Metric definitions

Metrics are named SQL queries that return a timestamp and pretty much anything else you find useful. Most metrics have many different query text versions for different target PostgreSQL versions, also optionally taking into account primary / replica state and as of v1.8 also versions of installed extensions.

-- a sample metric
SELECT
  (extract(epoch from now()) * 1e9)::int8 as epoch_ns,
  extract(epoch from (now() - pg_postmaster_start_time()))::int8 as postmaster_uptime_s,
  case when pg_is_in_recovery() then 1 else 0 end as in_recovery_int;

Correct version of the metric definition will be chosen automatically by regularly connecting to the target database and checking the Postgres version, recovery state, and if the monitoring user is a superuser or not. For superusers some metrics have alternate SQL definitions (as of v1.6.2) so that no “helpers” are needed for Postgres-native Stats Collector infos. Using superuser accounts for remote monitoring is of course not really recommended.

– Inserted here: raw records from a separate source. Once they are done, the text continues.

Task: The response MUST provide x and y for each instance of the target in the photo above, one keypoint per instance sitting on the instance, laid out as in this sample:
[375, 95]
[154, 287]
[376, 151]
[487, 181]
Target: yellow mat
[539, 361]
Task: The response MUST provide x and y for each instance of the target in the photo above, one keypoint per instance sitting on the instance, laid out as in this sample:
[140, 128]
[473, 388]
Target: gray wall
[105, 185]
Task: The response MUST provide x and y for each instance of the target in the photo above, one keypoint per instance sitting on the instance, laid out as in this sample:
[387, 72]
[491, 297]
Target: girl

There’s a good set of pre-defined metrics & metric configs provided by the pgwatch2 project to cover all typical needs, but when monitoring hundreds of hosts you’d typically want to develop some custom Preset Configs or at least adjust the metric fetching intervals according to your monitoring goals.

Some things to note about the built-in metrics:

  • Only a half of them are included in the Preset configs and are ready for direct usage. The rest need some extra extensions or privileges, OS level tool installations etc. To see what’s possible just browse the sample metrics.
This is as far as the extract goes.